There was electricity in the air at Melbourne trio Camp Cope’s performance at the Opera House on Wednesday night. There has been quite a buzz about the group in the media too. The positive press around the all-woman trio is well deserved as the quality of their take on “alternative/indie rock” rises above most of their contemporaries on Triple J, for example.
The trio of vocalist/guitarist Georgia Maq, bass player Kelly-Dawn Hellmrich and drummer Sarah Thompson have also won headlines for their rebellion against the sausage-fest that is the Australian music scene – especially rock, which likes to think of itself as anti-establishment.
Despite their growing popularity, they were booked to play in the afternoon at the 2017 Falls Festival, an event that was light on female representation. They address this issue aptly on The Opener from their 2018 album, How to Socialise and Make Friends. The final line of the song is, “Yeah, just get a female opener, that’ll fill the quota”. Indeed.
Camp Cope’s progressive stance was evidenced before a chord was struck on Wednesday night when a female Aboriginal elder welcomed the audience and Camp Cope, to country. The trio entered the arena without a word and began the show with a cover of Green Day’s Warning. This is a band with a social conscience. Several songs were dedicated to the cause of violence against women and the LGBTI community.
It was a great performance, the band was tight and note perfect, with Hellmrich’s bass the dominant force. Her bass playing carried the melody as much as the rhythm, and the production was flawless.
Maq’s vocals soared wonderfully and at times, combined with the poignancy of some of the lyrics, the performance was quite moving – especially during set highlight, I’ve Got You, a song about Maq’s late father, which she played solo with her acoustic guitar as accompaniment. On record, I find Maq’s vocals sometimes don’t quite suit the quieter numbers, but she was on point last night. Perhaps all the touring as honed her craft.
The set list was evenly split between songs from the band’s brilliant self-titled debut and the newie, How to Socialise and Make Friends. Unfortunately, the new album doesn’t reach the heights of the debut – the old sophomore album curse strikes again. How to Socialise and Make Friends is not a bad album by any means, it just doesn’t capture the raw emotion of the debut and as a collection of songs it doesn’t quite match the first album.
Maq introduced their most popular song, Lost (Season One), by saying that she feels a lot better in 2018 than she did when this early Camp Cope song was written. Good for her, but she still delivers it with passion, like it was penned yesterday.
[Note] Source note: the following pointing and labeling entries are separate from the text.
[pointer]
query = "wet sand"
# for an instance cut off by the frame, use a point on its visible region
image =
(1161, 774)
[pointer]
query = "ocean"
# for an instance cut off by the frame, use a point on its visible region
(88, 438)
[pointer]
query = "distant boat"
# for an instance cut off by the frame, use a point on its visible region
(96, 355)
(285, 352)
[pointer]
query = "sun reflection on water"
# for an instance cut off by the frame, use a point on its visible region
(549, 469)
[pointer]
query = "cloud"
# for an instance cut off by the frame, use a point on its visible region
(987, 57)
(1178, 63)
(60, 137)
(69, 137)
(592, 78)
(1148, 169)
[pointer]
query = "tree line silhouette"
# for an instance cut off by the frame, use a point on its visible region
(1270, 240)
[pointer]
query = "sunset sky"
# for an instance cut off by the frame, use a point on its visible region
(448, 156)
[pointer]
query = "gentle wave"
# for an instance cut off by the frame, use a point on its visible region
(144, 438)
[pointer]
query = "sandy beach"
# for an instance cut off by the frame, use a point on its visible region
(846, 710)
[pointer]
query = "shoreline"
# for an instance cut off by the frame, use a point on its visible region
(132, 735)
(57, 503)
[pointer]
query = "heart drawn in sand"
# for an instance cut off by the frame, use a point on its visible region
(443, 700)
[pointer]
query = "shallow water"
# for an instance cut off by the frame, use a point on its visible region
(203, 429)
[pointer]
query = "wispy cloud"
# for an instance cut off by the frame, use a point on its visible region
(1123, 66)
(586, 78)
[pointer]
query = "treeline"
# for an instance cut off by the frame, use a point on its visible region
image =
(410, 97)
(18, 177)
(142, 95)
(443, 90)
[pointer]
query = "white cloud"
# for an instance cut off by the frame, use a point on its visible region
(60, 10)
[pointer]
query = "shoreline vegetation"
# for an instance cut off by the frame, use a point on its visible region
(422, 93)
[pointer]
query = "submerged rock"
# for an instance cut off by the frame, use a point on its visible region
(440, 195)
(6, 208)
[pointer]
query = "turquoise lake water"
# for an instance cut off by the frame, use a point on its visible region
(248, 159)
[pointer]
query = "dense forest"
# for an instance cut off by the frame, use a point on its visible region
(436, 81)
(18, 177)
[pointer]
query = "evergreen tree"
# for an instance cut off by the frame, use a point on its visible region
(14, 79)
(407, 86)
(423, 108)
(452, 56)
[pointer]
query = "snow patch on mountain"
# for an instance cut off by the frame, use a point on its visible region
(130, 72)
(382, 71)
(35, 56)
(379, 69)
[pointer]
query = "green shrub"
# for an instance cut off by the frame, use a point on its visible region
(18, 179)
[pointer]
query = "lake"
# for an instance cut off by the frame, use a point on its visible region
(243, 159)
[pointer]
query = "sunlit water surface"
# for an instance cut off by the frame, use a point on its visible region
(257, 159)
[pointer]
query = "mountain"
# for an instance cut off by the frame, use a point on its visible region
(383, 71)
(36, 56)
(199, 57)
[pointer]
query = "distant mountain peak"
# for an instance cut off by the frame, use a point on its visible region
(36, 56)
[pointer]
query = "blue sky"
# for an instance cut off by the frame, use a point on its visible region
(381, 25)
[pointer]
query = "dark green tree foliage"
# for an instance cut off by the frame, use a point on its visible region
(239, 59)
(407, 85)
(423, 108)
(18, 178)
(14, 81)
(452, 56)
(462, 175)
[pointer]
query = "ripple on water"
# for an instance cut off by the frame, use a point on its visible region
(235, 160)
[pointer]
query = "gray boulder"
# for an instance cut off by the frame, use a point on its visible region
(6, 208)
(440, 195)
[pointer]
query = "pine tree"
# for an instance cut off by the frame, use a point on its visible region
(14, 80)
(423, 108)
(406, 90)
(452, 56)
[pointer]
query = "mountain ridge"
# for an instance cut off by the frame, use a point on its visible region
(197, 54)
Other set highlights stood out due to clever lyrics and were wonderfully performed. Jet Fuel Can’t Melt Steel Beams is a catchy rocker with a most memorable chorus, “The only thing that stops a bad man with a gun, is a good man with a gun, the lies they use to control you”.
Special mention must also go to the gorgeous, Flesh and Electricity. They more than did it justice live and I can’t get enough of its chorus, “I’ve become desensitised to the human body/That I could look at you naked, and all I’d see would be anatomy/ You’re just bones and insecurity/flesh and electricity to me”.
Camp Cope put on a cracking show for the packed Concert Hall and in doing so gave a big up yours to all the cock-rock dinosaurs.